Last week, we mentioned reports mentioning that Honky Tonk Man was headed to the Class of 2019 WWE Hall of Fame and today it was announced by CBS Sports that Honky Tonk Man was the second induction. WWE confirmed the induction moments later.
— Brian Campbell (@BCampbellCBS) February 26, 2019
The Honky Tonk Man started off wrestling in the mid-1970s, working in Missouri as a tag team partner with Koko B. Ware (whom he trained with) before joining his cousin, Jerry “The King” Lawler in Continental Wrestling Association (CWA) in Memphis in 1978. Originally wrestling as “Dynamite” Wayne Farris, he would soon became a top star in Memphis alongside Larry Latham in The Blonde Bombers. The Bombers were 6x Tag Team Champions, winning Southern Tag Team titles three times in CWA and the NWA Mid-America Tag Team titles another three times. The Bombers most infamous moment was their involvement in the Tupelo Concession Stand Brawl against rivals Jerry Lawler and “Superstar” Bill Dundee.
By 1980, the Blonde Bombers had dissolved, and Wayne Farris began to work more singles competitions. He traveled to other territories, like NWA Mid-Atlantic and Championship Wrestling From Florida, and other countries, working for All Japan in 1981 and World Wrestling Council in Puerto Rico (he won the WWC Caribbean Heavyweight Championship as Danny Condrey in 1980). But it was a move to Canada that changed his career forever.
In 1982, he headed to Calgary, Alberta, Canada to begin work with Stu Hart‘s Stampede Wrestling, and it was there that the world finally took notice the character that Farris has forever remained synonymous with – the Elvis-inspired rockabilly hoodlum known as The Honky Tonk Man (although he was originally called Honky Tonk Wayne). Although he’d begun developing the character in CWA and Southeastern Championship Wrestling, in Stampede, he became a 3x Stampede International Tag Team Champion (twice with Ron Starr) and in June of 1986, captured the Stampede North American Heavyweight Championship.

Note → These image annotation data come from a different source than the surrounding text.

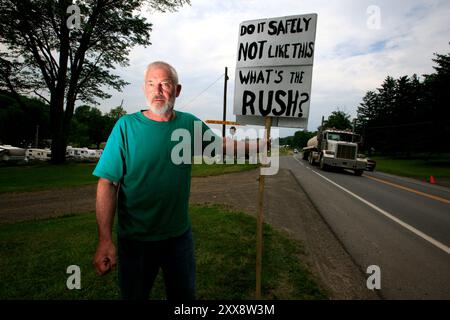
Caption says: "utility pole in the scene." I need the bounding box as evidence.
[222,67,228,139]
[34,125,39,148]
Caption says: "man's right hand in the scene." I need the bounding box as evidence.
[93,241,116,275]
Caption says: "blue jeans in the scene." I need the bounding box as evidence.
[118,228,195,300]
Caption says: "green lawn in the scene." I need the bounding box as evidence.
[373,155,450,180]
[0,205,327,300]
[0,163,257,193]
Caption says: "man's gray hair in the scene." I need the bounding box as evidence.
[145,61,178,85]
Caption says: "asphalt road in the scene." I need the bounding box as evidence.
[280,155,450,299]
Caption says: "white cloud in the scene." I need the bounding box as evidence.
[98,0,450,136]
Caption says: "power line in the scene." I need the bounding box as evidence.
[180,73,225,109]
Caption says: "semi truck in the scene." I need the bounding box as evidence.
[302,129,366,176]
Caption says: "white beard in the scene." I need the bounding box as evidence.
[150,101,174,115]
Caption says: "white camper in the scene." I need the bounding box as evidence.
[25,148,52,161]
[0,144,25,161]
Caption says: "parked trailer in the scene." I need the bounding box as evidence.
[25,148,52,161]
[0,144,26,161]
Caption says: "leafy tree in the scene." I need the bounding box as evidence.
[0,93,50,147]
[0,0,189,163]
[323,110,352,130]
[294,130,317,149]
[357,49,450,156]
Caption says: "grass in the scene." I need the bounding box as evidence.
[0,163,257,193]
[0,205,327,300]
[373,155,450,180]
[0,163,97,193]
[192,163,259,177]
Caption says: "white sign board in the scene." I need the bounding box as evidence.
[233,14,317,128]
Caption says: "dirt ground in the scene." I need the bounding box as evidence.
[0,170,379,299]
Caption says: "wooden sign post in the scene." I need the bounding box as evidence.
[255,117,272,299]
[233,13,317,299]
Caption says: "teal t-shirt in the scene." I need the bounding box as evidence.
[93,111,217,241]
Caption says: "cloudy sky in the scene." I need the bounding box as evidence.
[100,0,450,136]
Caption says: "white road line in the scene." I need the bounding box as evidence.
[294,157,450,254]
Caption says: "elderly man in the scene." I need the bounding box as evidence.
[93,61,217,300]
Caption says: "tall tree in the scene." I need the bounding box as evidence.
[0,0,189,163]
[323,110,352,130]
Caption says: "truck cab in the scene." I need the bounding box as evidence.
[303,129,366,176]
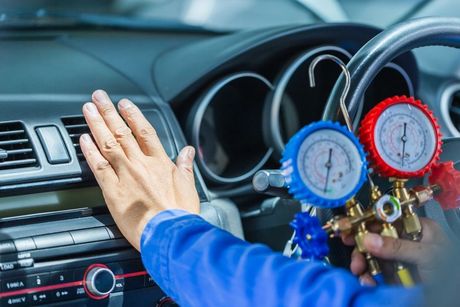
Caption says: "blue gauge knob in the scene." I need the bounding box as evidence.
[290,212,329,260]
[281,121,367,208]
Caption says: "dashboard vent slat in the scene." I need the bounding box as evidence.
[0,122,38,171]
[62,116,90,162]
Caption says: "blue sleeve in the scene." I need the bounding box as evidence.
[141,210,422,307]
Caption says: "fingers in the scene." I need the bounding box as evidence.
[176,146,195,180]
[83,102,127,171]
[92,90,141,157]
[118,99,167,157]
[364,233,431,264]
[350,248,367,276]
[80,134,118,188]
[359,273,376,286]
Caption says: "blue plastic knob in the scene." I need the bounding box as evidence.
[290,212,329,260]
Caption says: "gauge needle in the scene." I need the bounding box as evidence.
[401,123,407,167]
[324,148,332,193]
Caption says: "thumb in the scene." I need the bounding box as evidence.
[363,233,431,264]
[176,146,195,179]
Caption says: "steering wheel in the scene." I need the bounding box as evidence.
[317,17,460,257]
[322,17,460,125]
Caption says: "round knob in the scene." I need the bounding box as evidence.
[290,212,329,260]
[85,265,116,299]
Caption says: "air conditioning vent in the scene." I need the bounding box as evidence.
[62,116,90,162]
[0,122,38,171]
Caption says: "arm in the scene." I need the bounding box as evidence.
[141,211,421,306]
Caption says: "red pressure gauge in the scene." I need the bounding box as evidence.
[359,96,442,178]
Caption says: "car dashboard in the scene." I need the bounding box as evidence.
[0,24,428,306]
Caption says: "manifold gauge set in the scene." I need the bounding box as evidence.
[262,54,460,286]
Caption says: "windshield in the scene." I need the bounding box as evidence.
[0,0,460,31]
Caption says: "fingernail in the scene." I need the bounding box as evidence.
[85,102,98,115]
[81,133,91,143]
[93,90,109,104]
[364,233,383,250]
[186,147,195,160]
[118,99,133,109]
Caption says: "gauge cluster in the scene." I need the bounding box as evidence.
[184,45,414,188]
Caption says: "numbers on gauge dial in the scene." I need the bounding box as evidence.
[374,103,437,172]
[297,129,364,199]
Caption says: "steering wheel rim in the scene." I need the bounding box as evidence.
[322,17,460,125]
[317,17,460,260]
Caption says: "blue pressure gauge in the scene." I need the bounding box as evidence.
[281,121,367,208]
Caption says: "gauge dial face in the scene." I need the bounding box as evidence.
[374,103,438,172]
[297,129,364,200]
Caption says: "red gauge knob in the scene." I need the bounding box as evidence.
[428,161,460,210]
[359,96,442,178]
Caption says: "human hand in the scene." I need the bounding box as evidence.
[342,218,448,285]
[80,90,200,250]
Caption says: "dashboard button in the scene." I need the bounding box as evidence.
[106,226,123,239]
[85,265,116,299]
[33,232,73,249]
[28,292,51,305]
[26,273,49,288]
[14,238,36,252]
[0,240,16,254]
[0,277,27,292]
[48,271,74,285]
[0,261,18,272]
[0,294,29,307]
[48,288,74,301]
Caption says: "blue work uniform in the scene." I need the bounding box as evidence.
[141,210,422,307]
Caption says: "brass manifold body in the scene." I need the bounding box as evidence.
[323,178,440,286]
[323,179,440,239]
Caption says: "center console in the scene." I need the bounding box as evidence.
[0,210,173,306]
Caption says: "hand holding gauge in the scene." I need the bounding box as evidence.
[274,55,460,286]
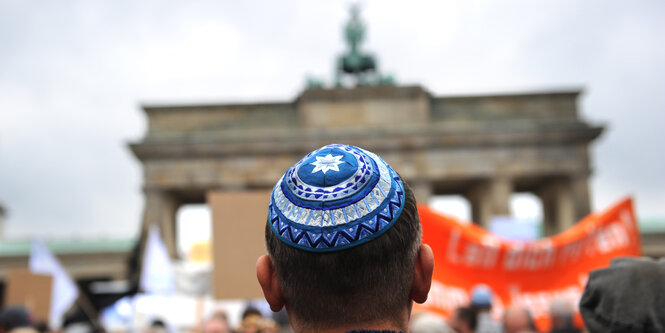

With Stampede Wrestling’s close alliance with the WWF during the mid-1980’s, his work finally caught the eye of Vince McMahon and in September of 1986, he made his debut with the WWF as a fan favorite. The character wasn’t as well received as hoped at first, but when he turned his back on the fans and regained his cocky bravado – not to mention employing Jimmy Hart as his new manager and allying with fellow Stampede alumni The Hart Foundation (Bret “Hitman” Hart & Jim “The Anvil” Neidhart) – his WWF career exploded.
In June of 1987, it was the Honky Tonk Man that put an end to Ricky “The Dragon” Steamboat‘s reign as Intercontinental Champion (the belt he’d defeated Randy Savage for months previous at WrestleMania III) and he would go on to hold the title for 454 days, breaking Pedro Morales record of 425 days. It’s a record that still stands today. In September, his self titled song was one of the classic cuts from the WWF Piledriver album, a song that remains a beloved anthem to this day.
Following his title loss to the Ultimate Warrior, Honky Tonk Man returned to tag team wrestling, teaming with another Jimmy Hart client in Greg “The Hammer” Valentine in Rhythm & Blues, feuding against the Hart Foundation, who had turned on “The Mouth of the South”. But by 1990, Honky Tonk Man was transitioned into a villainous commentator alongside McMahon and Roddy Piper, but in January of 1991, he left the company.
He returned to the independent territories, and in 1994, briefly resurfaced in World Championship Wrestling (WCW), but after only five months, he was fired from the company. He returned to the WWF in 1997 as a color commentator once again, before returning on-screen in a managerial role. He became the mentor for former WWF Tag Team Champion Billy Gunn of the Smoking Gunns – who was now known as Rockabilly – and in 1998, entered the Royal Rumble. Gunn soon turned on Honky Tonk Man, which lead to him siding with “The Roadie” Jesse James and the two becoming the New Age Outlaws. He departed the WWF soon after.
He’s since made several appearances with the WWF over the years, including a 2001 Royal Rumble appearance and a short program with Santino Marella over the Intercontinental Championship in 2008. In 2010, he was offered a Hall of Fame induction from the WWE when it was in his home of Phoenix, Arizona, but declined due to other contractual obligations. He made a guest appearance on Raw for an “Old School Raw” episode in 2013, where he confronted 3MB.
Throughout it all, he’s remained a very active figure on the independent circuits, doing appearances and still performing, swinging that guitar and shaking those hips. After all, why wouldn’t he? He’s cool, he’s cocky, he’s bad – and now he’s a WWE Hall of Famer.